Nuno Vargas disse...

O filme não desiludiu para quem conhecia o livro, e isso é dizer muito!

ruisdb disse...

Muito bom resumo.
De acordo com a referência à "estranheza" de Tom Bomnbadil.
Mesmo nas análises mais atentas sobre Tolkien, poucas interpretações válidas sobre ele aparecem.
Quando li LOTR pela primeira vez, passei depressa pelo capítulo onde ele aparece. Mas quando reli os livros, fiquei perplexo: andamos durante centenas de páginas a lutar contra o poder deste maldito anel e há aqui alguém a quem o anel não afecta de modo nenhum?
É que nem mesmo conhecendo a história da Terra Média e os detalhes do Silmarilion se consegue perceber como é que ele encaixa...
Hipótese tola: é Tolkien a relativizar a sua própria construção literária e a dizer que há mais vida e riso para lá dos dramos?

João Campos disse...

Nuno, a mim o filme levou-me a ler o livro e abriu-me as portas da literatura de fantasia.
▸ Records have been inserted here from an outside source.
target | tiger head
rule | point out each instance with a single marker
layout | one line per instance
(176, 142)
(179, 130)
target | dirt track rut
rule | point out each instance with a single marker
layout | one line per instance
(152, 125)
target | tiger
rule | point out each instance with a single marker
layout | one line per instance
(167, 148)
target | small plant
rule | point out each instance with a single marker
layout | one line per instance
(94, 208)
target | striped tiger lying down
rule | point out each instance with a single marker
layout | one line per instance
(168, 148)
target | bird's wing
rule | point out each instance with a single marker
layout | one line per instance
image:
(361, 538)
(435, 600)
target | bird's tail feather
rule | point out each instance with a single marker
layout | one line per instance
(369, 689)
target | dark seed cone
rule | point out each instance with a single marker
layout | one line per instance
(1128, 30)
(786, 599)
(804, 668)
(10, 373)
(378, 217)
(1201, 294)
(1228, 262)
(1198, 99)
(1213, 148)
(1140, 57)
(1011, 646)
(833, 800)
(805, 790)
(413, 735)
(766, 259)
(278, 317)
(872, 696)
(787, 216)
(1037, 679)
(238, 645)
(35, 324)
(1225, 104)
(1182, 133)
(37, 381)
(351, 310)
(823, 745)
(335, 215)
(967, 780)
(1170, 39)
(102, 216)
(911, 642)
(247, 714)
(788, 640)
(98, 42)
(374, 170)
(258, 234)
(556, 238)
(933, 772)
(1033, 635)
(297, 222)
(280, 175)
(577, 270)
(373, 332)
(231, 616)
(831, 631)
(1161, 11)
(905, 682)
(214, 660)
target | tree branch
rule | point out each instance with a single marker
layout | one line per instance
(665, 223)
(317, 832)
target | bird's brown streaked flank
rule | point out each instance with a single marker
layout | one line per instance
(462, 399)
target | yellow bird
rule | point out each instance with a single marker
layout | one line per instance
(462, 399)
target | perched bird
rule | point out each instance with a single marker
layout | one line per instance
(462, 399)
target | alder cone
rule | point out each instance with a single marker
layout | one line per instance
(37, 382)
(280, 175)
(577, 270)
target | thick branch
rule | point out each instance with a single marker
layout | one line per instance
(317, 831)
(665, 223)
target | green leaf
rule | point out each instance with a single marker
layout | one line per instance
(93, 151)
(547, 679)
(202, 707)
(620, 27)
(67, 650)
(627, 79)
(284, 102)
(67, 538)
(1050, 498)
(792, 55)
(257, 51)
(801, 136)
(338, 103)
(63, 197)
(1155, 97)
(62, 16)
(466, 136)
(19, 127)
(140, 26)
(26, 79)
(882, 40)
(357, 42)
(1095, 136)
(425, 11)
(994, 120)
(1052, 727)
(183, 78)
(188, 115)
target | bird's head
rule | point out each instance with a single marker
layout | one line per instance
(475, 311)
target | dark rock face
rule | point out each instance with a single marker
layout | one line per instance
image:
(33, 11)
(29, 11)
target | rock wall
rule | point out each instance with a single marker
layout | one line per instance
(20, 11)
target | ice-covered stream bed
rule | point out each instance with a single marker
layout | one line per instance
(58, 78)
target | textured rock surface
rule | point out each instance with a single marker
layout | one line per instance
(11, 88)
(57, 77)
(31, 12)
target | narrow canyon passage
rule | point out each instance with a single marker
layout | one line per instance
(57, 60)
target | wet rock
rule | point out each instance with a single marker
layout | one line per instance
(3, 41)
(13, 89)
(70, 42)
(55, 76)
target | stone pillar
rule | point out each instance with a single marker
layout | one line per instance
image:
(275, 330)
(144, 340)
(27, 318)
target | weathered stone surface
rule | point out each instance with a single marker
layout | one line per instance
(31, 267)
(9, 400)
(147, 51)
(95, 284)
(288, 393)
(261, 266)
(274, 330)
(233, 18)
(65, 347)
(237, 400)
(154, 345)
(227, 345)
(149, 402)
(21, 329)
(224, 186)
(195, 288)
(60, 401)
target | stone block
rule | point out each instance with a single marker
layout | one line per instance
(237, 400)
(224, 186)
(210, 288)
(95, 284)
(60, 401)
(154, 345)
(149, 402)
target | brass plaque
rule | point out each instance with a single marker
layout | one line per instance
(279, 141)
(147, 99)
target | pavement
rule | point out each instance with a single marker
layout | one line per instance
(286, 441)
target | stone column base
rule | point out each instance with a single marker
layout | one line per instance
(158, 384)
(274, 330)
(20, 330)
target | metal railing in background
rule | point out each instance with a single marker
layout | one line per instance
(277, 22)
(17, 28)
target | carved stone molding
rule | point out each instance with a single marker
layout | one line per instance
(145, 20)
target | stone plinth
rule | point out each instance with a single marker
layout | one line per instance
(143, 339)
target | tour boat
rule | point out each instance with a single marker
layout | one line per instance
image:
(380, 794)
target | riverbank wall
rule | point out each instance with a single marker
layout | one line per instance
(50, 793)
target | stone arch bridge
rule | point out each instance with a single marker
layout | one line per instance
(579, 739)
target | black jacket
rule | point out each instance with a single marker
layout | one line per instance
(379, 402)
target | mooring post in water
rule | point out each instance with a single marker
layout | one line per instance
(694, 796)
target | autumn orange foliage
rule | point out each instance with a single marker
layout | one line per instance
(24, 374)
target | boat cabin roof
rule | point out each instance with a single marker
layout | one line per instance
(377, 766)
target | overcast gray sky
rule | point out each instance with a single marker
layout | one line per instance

Não é preciso dizer muito mais sobre o seu impacto, pelo menos no que a mim diz respeito :)

João Campos disse...

ruisdb, obrigado.

Adorei a passagem do Tom Bombadil à primeira leitura - pela carga profética, pelo tom despreocupado num momento em que a narrativa se encontra num crescendo de tensão, e pela sua aura de mistério. Poderia alongar-me aqui, mas vou voltar ao tema em breve.

Nuno Vargas disse...

Realmente o Tom Bombadil sempre foi um mistério, já vi variadas interpretações sobre o seu significado.

João Campos disse...

O próprio Tolkien assumiu isso. O que é notável: deixar um ponto tão intrigante do worldbuilding propositadamente por resolver.